2. Clause (1) of Section 347 of the Code of Criminal Procedure provides that if in any enquiry before a Magistrate or in any trial before a Magistrate before signing the judgment it appears to him at any stage of the proceedings that the case is one which ought to be tried by the Court of Session or High Court, and if he is empowered to commit for trial, he shall commit the accused under the provisions hereinbefore contained. Thus, either because of the gravity of the matter or for any other sufficient reason, if the Magistrate opines that the Sessions Court was the proper tribunal for the disposal of the case, he can commit the case. It was so held in In the matter of Chinnamarigadu, ILR (1876) Mad 289 The terms of Section 347 are general and give a Magistrate, who is empowered to commit, a discretion in committing cases for trial. 'If he considers, for instance, that a complicated question of law arises or that some connected matter is already before the Court of Session or that the facts are such that trial with the aid of a jury or with the aid of assessors would be a more satisfactory procedure, he can commit the case' vide Crown Prosecutor v. Bhagavathi ILR 42 Mad 83 : AIR 1919 Mad 907.

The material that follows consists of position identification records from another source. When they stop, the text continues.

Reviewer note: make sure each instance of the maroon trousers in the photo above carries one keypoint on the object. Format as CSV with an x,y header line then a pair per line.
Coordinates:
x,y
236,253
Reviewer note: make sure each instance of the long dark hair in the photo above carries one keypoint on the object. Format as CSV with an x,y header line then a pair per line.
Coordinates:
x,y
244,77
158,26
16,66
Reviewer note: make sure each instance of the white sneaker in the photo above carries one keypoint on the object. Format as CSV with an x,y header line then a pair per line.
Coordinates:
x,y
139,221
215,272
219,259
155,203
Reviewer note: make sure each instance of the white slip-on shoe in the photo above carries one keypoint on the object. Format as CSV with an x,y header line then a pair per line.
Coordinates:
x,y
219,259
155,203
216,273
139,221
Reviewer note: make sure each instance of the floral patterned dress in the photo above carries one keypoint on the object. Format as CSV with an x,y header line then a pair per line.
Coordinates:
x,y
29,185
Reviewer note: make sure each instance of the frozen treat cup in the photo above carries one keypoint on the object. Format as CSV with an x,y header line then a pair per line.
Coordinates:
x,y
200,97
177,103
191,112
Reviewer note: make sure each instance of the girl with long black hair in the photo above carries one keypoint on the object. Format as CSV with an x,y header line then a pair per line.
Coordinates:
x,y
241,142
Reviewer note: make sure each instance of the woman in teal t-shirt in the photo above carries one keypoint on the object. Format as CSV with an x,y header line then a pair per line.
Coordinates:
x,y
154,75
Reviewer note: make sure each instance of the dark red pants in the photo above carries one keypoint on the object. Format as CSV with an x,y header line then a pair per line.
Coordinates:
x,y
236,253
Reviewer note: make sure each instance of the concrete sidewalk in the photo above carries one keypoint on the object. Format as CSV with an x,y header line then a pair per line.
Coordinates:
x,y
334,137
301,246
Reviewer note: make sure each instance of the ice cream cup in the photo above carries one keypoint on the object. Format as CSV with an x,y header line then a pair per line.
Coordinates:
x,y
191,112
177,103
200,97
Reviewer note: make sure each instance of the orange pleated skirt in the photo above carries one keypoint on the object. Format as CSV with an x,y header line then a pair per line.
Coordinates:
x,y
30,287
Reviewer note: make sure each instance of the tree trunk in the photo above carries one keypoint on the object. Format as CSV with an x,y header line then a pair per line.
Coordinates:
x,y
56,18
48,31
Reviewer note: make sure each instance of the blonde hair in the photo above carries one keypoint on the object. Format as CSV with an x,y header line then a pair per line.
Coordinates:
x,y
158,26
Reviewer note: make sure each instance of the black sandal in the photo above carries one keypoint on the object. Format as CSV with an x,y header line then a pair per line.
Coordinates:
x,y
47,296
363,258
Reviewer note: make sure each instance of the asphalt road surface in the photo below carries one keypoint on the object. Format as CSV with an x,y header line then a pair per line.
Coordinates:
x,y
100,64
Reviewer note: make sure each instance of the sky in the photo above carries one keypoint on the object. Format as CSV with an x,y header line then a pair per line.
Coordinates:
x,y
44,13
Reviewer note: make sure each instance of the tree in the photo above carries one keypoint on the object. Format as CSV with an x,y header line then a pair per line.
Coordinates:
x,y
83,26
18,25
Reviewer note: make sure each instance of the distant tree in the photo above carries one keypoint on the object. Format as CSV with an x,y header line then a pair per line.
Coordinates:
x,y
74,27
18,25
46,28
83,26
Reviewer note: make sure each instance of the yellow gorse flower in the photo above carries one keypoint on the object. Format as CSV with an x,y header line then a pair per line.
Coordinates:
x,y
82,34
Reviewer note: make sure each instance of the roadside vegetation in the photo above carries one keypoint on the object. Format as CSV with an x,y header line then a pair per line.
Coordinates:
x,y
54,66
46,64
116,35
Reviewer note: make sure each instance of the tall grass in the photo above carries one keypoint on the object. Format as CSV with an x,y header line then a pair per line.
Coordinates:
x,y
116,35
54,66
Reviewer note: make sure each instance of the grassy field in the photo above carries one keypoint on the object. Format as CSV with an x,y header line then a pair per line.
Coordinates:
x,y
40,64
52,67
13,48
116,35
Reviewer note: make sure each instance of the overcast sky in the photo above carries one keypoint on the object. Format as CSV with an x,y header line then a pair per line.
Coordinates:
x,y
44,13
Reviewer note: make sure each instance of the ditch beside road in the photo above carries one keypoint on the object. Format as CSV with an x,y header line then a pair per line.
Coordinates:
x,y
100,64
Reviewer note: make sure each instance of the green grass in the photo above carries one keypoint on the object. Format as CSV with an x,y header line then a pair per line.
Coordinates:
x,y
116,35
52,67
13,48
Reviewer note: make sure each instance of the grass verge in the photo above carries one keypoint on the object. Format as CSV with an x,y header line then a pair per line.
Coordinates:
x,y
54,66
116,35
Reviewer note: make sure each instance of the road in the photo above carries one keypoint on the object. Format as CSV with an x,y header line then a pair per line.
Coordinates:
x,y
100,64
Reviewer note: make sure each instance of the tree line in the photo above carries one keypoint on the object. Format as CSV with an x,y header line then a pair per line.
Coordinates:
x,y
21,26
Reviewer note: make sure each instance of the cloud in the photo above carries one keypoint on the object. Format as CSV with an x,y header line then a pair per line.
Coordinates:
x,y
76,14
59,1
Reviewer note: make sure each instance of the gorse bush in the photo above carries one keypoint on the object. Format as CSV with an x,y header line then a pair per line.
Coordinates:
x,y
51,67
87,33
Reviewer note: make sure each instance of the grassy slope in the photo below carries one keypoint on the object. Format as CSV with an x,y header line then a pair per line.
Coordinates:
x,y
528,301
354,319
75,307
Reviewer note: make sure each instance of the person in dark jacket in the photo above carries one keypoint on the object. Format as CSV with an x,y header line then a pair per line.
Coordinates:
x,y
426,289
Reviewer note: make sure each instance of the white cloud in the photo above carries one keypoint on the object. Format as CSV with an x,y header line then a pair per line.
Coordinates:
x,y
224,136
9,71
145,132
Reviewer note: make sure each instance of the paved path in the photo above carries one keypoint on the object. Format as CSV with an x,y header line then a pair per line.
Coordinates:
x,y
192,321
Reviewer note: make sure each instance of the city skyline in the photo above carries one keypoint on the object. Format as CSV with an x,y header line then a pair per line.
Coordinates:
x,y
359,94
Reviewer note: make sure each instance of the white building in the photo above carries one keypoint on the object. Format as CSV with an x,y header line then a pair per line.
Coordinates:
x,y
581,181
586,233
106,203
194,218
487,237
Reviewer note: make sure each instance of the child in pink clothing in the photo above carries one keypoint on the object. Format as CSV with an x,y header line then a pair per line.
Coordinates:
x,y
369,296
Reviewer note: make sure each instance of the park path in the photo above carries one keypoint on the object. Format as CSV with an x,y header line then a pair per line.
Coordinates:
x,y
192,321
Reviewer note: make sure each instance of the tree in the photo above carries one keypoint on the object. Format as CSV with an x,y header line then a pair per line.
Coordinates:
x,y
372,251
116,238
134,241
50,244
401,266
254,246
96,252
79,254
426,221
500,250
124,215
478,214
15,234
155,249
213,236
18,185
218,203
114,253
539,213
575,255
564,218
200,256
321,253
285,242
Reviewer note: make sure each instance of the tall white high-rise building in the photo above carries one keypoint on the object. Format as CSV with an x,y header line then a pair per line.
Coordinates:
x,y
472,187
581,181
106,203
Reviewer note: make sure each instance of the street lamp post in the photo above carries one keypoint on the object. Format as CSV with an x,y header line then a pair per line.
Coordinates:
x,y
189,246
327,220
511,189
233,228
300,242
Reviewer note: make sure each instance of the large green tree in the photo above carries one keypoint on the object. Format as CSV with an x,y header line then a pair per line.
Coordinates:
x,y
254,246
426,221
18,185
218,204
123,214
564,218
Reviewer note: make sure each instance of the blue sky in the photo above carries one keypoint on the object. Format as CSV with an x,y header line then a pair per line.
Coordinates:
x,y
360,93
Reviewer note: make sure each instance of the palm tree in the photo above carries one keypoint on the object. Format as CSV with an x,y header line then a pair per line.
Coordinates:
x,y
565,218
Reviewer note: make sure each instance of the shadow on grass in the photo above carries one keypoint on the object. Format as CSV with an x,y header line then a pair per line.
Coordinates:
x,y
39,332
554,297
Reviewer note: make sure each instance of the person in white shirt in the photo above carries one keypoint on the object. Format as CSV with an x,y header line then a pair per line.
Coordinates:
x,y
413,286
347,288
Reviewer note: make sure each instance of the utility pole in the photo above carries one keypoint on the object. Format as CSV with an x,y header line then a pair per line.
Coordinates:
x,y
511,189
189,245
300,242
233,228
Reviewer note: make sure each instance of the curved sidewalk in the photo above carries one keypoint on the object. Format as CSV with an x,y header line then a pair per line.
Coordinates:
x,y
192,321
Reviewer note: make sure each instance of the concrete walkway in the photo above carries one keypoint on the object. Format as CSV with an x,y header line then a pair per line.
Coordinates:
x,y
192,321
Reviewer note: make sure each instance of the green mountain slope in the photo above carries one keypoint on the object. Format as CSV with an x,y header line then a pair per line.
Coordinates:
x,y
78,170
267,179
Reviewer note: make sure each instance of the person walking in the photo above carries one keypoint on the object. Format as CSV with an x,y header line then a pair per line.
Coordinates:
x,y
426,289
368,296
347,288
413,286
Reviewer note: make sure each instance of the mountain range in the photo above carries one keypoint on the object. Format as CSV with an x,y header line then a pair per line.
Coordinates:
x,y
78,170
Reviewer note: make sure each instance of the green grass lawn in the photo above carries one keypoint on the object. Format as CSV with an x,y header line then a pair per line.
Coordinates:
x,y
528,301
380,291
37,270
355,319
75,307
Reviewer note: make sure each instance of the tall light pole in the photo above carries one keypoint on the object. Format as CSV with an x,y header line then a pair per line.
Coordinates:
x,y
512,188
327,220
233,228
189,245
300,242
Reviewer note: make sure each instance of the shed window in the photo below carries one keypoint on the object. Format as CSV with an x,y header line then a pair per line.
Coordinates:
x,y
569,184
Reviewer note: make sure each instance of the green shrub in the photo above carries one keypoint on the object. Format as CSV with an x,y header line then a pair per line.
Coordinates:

3. The words 'at any stage of the, proceedings' in Section 347 are words of the widest amplitude and, as I have already observed, the decision in ILR (1876) Mad 289 lays down as axiomatic that it is competent to a Magistrate to say whether from the gravity of the matter or for any other sufficient reason that the Sessions Court is the proper tribunal for the disposal of the case. Considering the gravity of the matter the learned Chief Presidency Magistrate has correctly held that this is a case which should be dealt with by the Sessions Court,
4. Mr. V. P. Raman, learned Counsel appearing for the petitioner, contends that on the facts now placed before the Court, no offence whatever is made out. He further contends that the facts of this case are almost identical with the facts of the case covered by the decision in State by Public Prosecutor v. N. A. Abdul Wahab in Crl. R. C. No. 865 of 1969 (Mad) of this Court. This is a matter which he should urge before the Magistrate, who is now dealing with the case, and it would be open to the said Magistrate, to consider the contentions thus advanced by him.
5. The revision fails and the same is dismissed.